Terus bagaimana dengan Indonesia ketika kebijakan karantina ini diterapkan. Dalam undang-undang nomor 6 tahun 2018 tentang Kekarantinaan Kesehatan, ada beberapa poin yang harus diperhatikan ketika kebijakan ini diterapkan. Yang pertama adalah Pasal 8 yang berbunyi:

“Setiap Orang mempunyai hak mendapatkan pelayanan kesehatan dasar sesuai kebutuhan medis, kebutuhan pangan, dan kebutuhan kehidupan sehari-hari lainnya selama Karantina.”

Jika mengacu pada pasal ini, pertanyannya adalah apakah negara telah siap. Di undang-undang ini, ada 3 kebutuhan yang harus dipenuhi selama masa karantina berlangsung. Yaitu kebutuhan medis, kebutuhan pangan, dan kebutuhan sehari-hari. Saya akan mencoba melihat pemenuhan dari aspek kebutuhan pangan dan kebutuhan sehari-hari. Untuk aspek ini saya akan mengambil contoh batasan upah minimum di kota Makassar untuk menghitung berapa besar anggaran yang harus dipenuhi jika dilakukan karantina.

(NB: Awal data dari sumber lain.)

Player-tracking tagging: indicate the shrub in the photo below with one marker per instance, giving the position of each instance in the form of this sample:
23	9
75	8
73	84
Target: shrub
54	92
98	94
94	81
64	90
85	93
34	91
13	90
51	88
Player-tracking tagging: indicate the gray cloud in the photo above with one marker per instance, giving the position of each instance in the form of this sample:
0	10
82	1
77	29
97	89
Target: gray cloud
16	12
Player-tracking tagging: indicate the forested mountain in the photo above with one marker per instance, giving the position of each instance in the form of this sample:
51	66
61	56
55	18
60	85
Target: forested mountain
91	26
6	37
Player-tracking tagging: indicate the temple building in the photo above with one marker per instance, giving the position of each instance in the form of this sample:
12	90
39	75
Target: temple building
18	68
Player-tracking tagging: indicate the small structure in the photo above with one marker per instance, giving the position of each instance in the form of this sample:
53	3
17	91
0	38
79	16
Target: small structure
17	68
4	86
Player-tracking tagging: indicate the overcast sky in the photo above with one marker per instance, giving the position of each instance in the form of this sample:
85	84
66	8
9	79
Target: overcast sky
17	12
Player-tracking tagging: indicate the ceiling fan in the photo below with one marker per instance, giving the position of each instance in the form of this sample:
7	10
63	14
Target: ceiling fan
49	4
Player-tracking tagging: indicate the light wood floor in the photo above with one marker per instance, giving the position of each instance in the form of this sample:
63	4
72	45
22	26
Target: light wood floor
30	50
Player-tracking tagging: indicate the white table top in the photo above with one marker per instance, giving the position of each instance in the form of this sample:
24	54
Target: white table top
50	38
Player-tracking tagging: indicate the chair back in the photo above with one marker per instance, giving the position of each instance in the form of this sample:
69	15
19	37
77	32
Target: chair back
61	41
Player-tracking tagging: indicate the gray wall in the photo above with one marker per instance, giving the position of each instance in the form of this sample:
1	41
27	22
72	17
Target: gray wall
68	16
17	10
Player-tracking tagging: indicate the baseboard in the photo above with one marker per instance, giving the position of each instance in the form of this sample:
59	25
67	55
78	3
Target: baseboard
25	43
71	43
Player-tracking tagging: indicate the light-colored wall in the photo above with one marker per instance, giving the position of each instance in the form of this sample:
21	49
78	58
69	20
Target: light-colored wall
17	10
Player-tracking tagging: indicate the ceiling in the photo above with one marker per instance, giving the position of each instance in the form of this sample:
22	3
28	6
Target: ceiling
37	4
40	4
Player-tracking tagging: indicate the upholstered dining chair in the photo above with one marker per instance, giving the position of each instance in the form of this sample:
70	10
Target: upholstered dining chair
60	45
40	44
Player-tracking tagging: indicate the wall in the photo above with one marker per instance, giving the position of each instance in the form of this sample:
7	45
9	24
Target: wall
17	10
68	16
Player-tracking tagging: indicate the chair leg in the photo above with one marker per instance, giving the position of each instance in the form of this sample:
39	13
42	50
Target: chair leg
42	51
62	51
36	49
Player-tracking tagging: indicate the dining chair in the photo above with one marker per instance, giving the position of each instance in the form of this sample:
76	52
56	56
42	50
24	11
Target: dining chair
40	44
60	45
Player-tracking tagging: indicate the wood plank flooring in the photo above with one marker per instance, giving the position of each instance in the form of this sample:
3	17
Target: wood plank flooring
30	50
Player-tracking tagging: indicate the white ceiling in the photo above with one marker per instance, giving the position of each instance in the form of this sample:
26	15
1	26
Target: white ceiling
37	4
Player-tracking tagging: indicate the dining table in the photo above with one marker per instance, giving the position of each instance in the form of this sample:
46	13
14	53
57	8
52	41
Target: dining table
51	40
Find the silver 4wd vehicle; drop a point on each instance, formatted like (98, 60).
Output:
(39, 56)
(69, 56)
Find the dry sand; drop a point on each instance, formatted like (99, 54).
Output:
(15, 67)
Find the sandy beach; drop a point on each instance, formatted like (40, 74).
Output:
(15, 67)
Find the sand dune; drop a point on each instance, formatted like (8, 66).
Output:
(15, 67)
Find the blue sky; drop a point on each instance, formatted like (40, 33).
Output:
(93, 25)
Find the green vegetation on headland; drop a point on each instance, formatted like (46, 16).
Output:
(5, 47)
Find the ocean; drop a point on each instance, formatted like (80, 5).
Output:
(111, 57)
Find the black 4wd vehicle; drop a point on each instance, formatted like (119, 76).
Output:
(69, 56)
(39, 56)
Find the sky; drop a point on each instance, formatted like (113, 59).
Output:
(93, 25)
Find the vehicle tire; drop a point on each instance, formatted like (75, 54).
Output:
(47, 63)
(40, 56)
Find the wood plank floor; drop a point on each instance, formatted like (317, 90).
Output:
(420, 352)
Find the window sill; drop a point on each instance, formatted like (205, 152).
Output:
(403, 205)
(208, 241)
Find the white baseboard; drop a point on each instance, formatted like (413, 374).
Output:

Upah minimum (UMK) kota Makassar per tahun 2020 itu adalah sebesar Rp. 3.100.000,- dengan asumsi UMK itu adalah 75% dari upah pokok dan tunjangan tetap berdasar pada Pasal 94 Undang-Undang Nomor 13 Tahun 2003 tentang Ketenagakerjaan. Berarti dalam sebulan pemerintah harus menganggarkan sekitar Rp. 4.133.333.- per kepala keluarga (KK) yang didapat dari UMK dibagi 75% (3.100.000/75%). Penduduk Kota Makassar sebanyak 1,5 juta dengan asumsi per KK itu sebanyak 3 orang, berarti jumlah KK yang ada di Kota Makassar adalah  500.000 (1,5 juta/3). Jika karantina dilakukan dilakukan selama sebulan berarti anggaran pemerintah untuk pemenuhan kebutuhan pangan dan sehari-hari penduduk kota Makassar yaitu sebesar Rp. 2 Trilyun lebih. Wow itu angka yang sangat fantastis bahkan hanya untuk 1 kota. Bagaimana jika itu diterapkan di dalam lingkup Provinsi Sulawesi Selatan yang memiliki 24 kabupaten/kota. Hitungan kasarnya adalah Rp. 48 trilyun (Rp. 2 Trilyun x 24). Bagaimana pula jika dihitung total keseluruhan provinsi yang ada di Indonesia, tentu akan menunjukkan angka yang fantastis. Dan itu juga belum termasuk untuk kebutuhan medis yang tentu jumlahnya tidak sedikit. Apakah Negara sudah siap dengan anggaran sebesar itu.

Selanjutnya adalah pada Pasal 54 yang berbunyi:

Ayat 1 “Pejabat Karantina Kesehatan wajib memberikan penjelasan kepada masyarakat di wilayah setempat sebelum melaksanakan Karantina Wilayah.”

Ayat 2 “Wilayah yang dikarantina diberi garis karantina dan dijaga terus menerus oleh pejabat Karantina Kesehatan dan Kepolisian Negara Republik Indonesia yang berada di luar wilayah karantina.”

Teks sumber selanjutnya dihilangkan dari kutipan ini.